Elle est morte. Elle m’emmerde. Je la hais. Elle me tue. Je suis indifférente, amorphe à cause d’elle. Tout m’est égal. Pourquoi est-ce que je suis comme ça? Pourquoi je n’ai pas le droit de vivre normalement?
Je la hais. C’est une sale conne, une sale petite conne en état de décomposition. Elle me pourit la vie.

Pourquoi fous-tu ta vie en l’air? Tu vas rater ton année (et donc tes études) si tu continues comme ça.
« Celui-là ne mérite pas d’être sur terre. »
Toi non plus. Tu ne mérites pas les chances que tu as. Tu les gâches. Je te hais.

1er janvier 1999

Les schizophrènes ont des tas d’hallucinations. Ce n’est pas mon cas. Bon, d’accord, il y a une voix intérieure qui m’a poursuivie et j’ai l’impression que le monde fait des vagues, mais ce n’est pas si grave. Je suis consciente. En plus, depuis que je l’ai tuée contre le lavabo, la voix est partie.

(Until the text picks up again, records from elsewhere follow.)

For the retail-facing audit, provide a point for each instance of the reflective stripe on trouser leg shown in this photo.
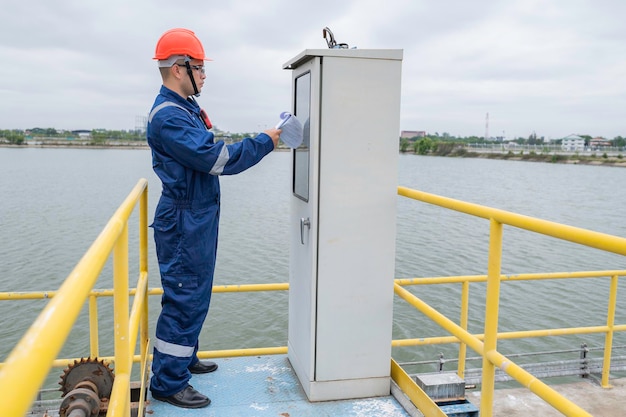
(177, 332)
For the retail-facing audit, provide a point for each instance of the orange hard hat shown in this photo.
(179, 41)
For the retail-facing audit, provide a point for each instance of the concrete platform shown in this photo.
(597, 401)
(263, 386)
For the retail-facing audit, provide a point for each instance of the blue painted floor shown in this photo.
(263, 386)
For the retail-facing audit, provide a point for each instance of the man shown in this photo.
(188, 162)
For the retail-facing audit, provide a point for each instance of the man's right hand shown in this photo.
(274, 134)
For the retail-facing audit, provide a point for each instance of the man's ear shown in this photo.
(176, 71)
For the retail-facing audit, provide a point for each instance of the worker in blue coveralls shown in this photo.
(188, 161)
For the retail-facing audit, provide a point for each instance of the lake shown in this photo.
(55, 202)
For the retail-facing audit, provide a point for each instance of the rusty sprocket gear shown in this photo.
(88, 369)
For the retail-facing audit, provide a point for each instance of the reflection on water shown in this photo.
(56, 201)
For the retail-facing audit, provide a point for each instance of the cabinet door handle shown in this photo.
(304, 222)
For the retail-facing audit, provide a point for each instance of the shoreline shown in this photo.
(554, 158)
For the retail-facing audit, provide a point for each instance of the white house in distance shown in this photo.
(573, 143)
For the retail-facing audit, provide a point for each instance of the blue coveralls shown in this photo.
(188, 162)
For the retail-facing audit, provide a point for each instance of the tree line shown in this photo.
(438, 144)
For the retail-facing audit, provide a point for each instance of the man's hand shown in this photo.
(274, 134)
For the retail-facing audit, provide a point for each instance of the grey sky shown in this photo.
(554, 67)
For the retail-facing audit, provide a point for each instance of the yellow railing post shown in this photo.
(610, 324)
(463, 323)
(120, 324)
(491, 317)
(94, 344)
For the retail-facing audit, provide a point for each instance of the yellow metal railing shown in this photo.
(30, 361)
(487, 347)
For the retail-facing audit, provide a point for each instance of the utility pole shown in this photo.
(487, 127)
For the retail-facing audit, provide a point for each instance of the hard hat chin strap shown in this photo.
(193, 81)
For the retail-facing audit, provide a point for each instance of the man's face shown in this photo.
(197, 72)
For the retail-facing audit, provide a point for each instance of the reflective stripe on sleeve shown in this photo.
(172, 349)
(163, 105)
(221, 161)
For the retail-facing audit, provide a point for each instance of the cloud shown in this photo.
(552, 67)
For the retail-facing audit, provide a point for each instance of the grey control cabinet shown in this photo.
(343, 220)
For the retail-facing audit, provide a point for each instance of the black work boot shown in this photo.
(187, 398)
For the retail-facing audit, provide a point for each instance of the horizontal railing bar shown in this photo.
(602, 241)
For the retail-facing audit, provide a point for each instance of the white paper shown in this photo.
(292, 132)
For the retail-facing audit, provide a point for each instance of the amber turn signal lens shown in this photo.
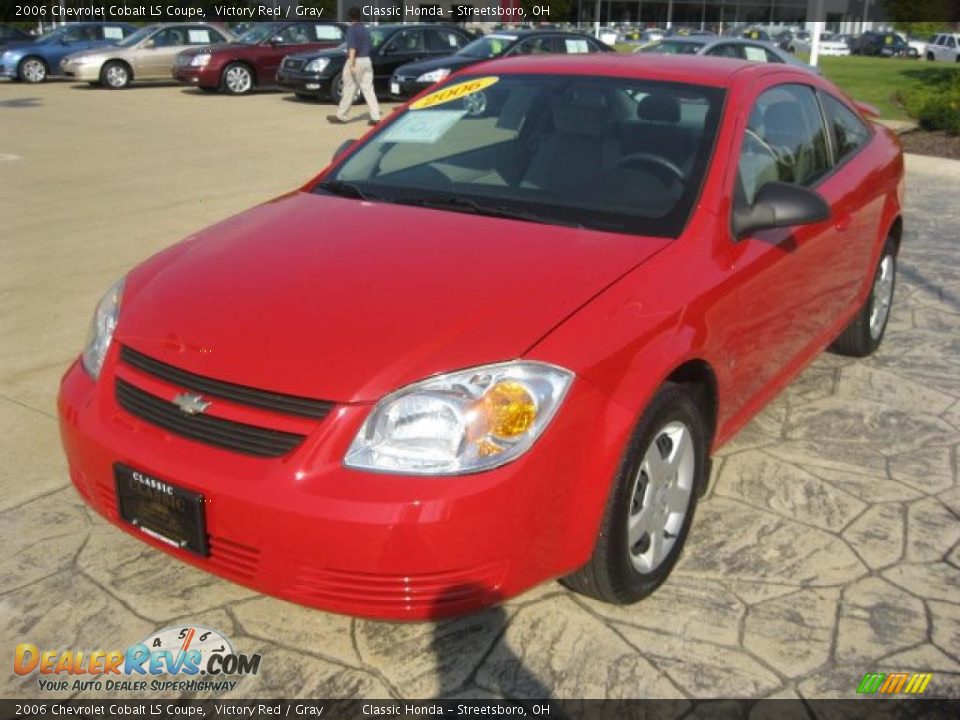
(510, 409)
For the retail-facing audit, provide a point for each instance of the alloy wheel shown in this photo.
(117, 76)
(239, 80)
(661, 497)
(34, 70)
(882, 296)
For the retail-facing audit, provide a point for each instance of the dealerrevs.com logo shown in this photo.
(199, 658)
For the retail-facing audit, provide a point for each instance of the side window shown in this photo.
(535, 46)
(575, 46)
(405, 41)
(724, 50)
(440, 40)
(114, 32)
(326, 33)
(785, 140)
(83, 33)
(296, 34)
(849, 131)
(170, 37)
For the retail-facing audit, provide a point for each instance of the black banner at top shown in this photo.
(719, 709)
(508, 12)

J’ai envie de me cloîtrer, fermer les volets, que plus personne ne me parle, ne m’approche, ne me touche. Qu’on me laisse tranquille.

Je n’en peux plus du remords qui me ronge, de regretter même ce que je n’ai que pensé faire.
J’ai l’impression que je vais devenir folle. Que mon cerveau va éclater à cause de toute la folie qu’il renferme.

2 mars 1999

Il faut que je m’achète un saint, il me parlera.

27 mars 1999

Est-ce que le saint pouvait m’aider?
Une moitié de moi dit oui. L’autre dit non, tu es folle. Et moi je crois les deux d’égale façon.

25 mai 1999

Renaud, me reste-t-il encore une chance? Nadège, peux-tu m’aider? Est-ce moi qui veille sur toi ou est-ce toi qui veilles sur moi? Qui de nous deux aime Renaud? Qui est malade, qui est en bonne santé? Je n’en sais plus rien. Je mélange tout. Est-ce une pensée saine, est-ce une pensée malade, je ne sais plus faire la différence.
Renaud, me reste-t-il encore une chance?

14 août 1999

Ca me fait du bien d’aller chez le psychologue. J’espère que je pourrai continuer à aller chez lui.

Je sentais vraiment l’autre en moi, et j’avais en tête les images sanglantes de sa mise à mort.
Parfois, par après, je ne sais plus si j’ai inventé ou si c’est vraiment arrivé. Mais pourquoi inventerais-je ça?